The Nation, Thailand
RCEP seen as more important than TPP for now
By Nophakhun Limsamarnphun and Petchanet Pratruangkrai
17 August 2015
Deputy Commerce Minister Apiradi Tantraporn has suggested that Thailand should eventually join the US-led Trans-Pacific Partnership, which will control about 40 per cent of global gross domestic product and one-third of world trade if approved.
But until the TPP is finalised, Thailand should focus on the Asean-led Regional Comprehensive Economic Partnership (RCEP), she said.
Deputy Commerce Minister Apiradi Tantraporn has suggested that Thailand should eventually join the US-led Trans-Pacific Partnership, which will control about 40 per cent of global gross domestic product and one-third of world trade if approved. But until the TPP is finalised, Thailand should focus on the Asean-led Regional Comprehensive Economic Partnership (RCEP), she said.
"We can wait for the TPP to be firmly established by the first 12 member countries [which do not include Thailand]. Right now, pharmaceutical patents and biodiversity remain the major issues for Thailand if we’re to negotiate to join the TPP," she said.
The potential TPP partners are the United States, Canada, Australia, New Zealand, Chile, Japan, Singapore, Malaysia, Vietnam, Mexico, Peru and Brunei. The RCEP will include the 10 members of Asean plus China, Japan, South Korea, India, Australia and New Zealand.
Some have said that since three Asean members - Malaysia, Singapore and Vietnam - are set to be among the founding members of the TPP, Thailand could be put at a disadvantage if the controversial pact is approved. China will also not be a member of the TPP as things currently stand.
But Apiradi said: "The TPP’s strength is its huge market footprint, but in my opinion, the RCEP free-trade area is more important to Thailand. It is also comparable to the TPP, also accounting for 40 per cent of world trade. The RCEP has a larger population of 2.6 billion.
"In addition, production facilities and supply chains of several key industries are currently established in Thailand, so they could benefit more from the RCEP’s tariff preferences and other privileges.
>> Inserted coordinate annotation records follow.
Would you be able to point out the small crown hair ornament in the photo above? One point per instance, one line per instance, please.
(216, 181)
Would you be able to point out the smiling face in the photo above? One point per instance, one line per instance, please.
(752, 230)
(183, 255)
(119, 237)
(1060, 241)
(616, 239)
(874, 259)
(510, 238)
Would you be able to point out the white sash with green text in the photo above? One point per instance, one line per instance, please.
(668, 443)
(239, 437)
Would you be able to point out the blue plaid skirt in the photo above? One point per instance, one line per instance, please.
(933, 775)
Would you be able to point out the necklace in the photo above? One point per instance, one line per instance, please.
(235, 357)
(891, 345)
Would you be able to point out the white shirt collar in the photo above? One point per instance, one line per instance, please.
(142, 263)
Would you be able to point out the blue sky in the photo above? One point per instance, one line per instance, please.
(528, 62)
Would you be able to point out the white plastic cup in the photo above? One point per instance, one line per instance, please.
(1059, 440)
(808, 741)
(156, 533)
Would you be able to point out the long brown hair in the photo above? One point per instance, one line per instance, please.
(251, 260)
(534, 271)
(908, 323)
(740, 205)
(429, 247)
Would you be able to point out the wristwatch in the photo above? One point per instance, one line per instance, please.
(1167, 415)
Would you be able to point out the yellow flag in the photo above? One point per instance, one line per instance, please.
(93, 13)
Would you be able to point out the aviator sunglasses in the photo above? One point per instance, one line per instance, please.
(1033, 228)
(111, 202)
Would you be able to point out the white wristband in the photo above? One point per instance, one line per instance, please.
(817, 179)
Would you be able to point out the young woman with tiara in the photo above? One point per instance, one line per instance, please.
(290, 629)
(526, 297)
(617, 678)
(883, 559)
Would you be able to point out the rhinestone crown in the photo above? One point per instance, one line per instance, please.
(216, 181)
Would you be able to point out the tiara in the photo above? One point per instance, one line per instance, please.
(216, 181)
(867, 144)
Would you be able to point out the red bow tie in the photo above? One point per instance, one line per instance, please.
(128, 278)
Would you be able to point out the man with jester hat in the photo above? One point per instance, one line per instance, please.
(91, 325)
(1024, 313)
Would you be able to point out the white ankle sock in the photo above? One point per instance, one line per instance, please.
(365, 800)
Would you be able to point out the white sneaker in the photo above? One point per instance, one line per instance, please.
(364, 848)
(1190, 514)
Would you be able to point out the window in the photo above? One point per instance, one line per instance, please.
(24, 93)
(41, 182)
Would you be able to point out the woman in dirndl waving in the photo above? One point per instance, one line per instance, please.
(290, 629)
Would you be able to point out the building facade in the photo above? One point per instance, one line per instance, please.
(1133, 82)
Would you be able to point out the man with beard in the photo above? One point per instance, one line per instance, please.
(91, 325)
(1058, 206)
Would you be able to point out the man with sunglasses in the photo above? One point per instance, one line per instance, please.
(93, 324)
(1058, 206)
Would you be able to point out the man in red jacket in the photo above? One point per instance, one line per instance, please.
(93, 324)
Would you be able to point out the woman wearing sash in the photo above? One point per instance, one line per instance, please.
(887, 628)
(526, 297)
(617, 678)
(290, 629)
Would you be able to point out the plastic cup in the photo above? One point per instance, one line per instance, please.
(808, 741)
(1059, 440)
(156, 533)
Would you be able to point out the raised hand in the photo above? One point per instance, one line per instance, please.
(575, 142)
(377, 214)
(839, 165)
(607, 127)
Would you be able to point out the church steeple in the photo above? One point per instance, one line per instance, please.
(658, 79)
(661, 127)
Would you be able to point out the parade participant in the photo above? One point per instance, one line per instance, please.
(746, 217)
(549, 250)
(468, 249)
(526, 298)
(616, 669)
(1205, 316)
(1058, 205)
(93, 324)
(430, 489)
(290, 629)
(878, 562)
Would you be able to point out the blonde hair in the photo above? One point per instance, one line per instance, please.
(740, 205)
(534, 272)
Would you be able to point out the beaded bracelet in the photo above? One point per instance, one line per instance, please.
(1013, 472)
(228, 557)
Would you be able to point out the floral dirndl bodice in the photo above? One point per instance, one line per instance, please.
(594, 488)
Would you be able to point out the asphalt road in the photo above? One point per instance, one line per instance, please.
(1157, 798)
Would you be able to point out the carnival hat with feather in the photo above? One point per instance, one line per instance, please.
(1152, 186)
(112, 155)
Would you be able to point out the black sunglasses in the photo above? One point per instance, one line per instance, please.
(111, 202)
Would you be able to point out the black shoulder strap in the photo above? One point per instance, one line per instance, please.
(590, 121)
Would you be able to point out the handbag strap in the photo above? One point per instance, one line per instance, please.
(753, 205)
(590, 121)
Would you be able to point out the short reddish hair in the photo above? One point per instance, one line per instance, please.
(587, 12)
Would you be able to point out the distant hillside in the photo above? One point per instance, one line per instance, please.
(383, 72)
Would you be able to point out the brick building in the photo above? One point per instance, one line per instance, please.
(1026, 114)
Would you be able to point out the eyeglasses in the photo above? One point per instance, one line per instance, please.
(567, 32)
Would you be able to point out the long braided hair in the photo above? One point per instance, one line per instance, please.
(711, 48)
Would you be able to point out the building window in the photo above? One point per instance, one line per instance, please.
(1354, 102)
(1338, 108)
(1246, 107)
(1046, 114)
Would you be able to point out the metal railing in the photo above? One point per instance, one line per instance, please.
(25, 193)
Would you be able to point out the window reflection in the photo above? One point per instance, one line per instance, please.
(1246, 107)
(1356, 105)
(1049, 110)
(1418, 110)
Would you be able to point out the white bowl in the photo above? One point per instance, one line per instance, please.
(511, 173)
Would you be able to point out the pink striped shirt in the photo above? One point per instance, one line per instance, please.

"RCEP negotiations are ongoing and we expect an agreement on tariffs and rules of origin soon, possibly next year. As a major production base in mainland Asean, we have a competitive advantage, especially in view of the land-transport connectivity such as the East-West Corridor linking Thailand with Cambodia and Vietnam on one side and with Myanmar on the other.
"For the North-South Corridor, we could be linked with Myanmar, southern China, Laos and India by highway."
Meanwhile, Apiradi expressed confidence that the recovery of automotive, jewellery and food exports in the remaining months of this year will ensure that overall export value will not contract by more than the 3 per cent year on year anticipated by the ministry.
"In fact, the latest figures show that our export performance in the first five months of this year was not too bad among the world’s top 20 exporting nations. We faced a smaller export contraction than Malaysia or Singapore," she said.
Despite China’s devaluation of the yuan, Apiradi said Thai exporters should continue to promote the shipment of food, jewellery and other products to Chinese cities such as Shanghai, where quality Thai products still have a strong market potential.
"On the other hand, a big portion of Thai exports to China are raw materials and parts that are used for products re-exported by Chinese companies, so the impact from the yuan’s devaluation should be minimal." It could even be positive, she said, since China should be able to export more because of the cheaper currency. "In addition, we will boost exports to India with a focus on consumer goods and jewellery among other products in cities such as Chennai, Kolkata and Bangalore."
As well, she noted, "Figures show that our market share in the US has recovered to 1.28 per cent from last year’s 1.16 per cent, and in Japan to 3.1 per cent from last year’s 2.68 per cent. "In the US, we have benefited from the return of GSP [Generalised System of Preferences] privileges. Exports to Europe are not good yet because of the Greece crisis, but we could export more food and other items to Russia because of Western sanctions," she said.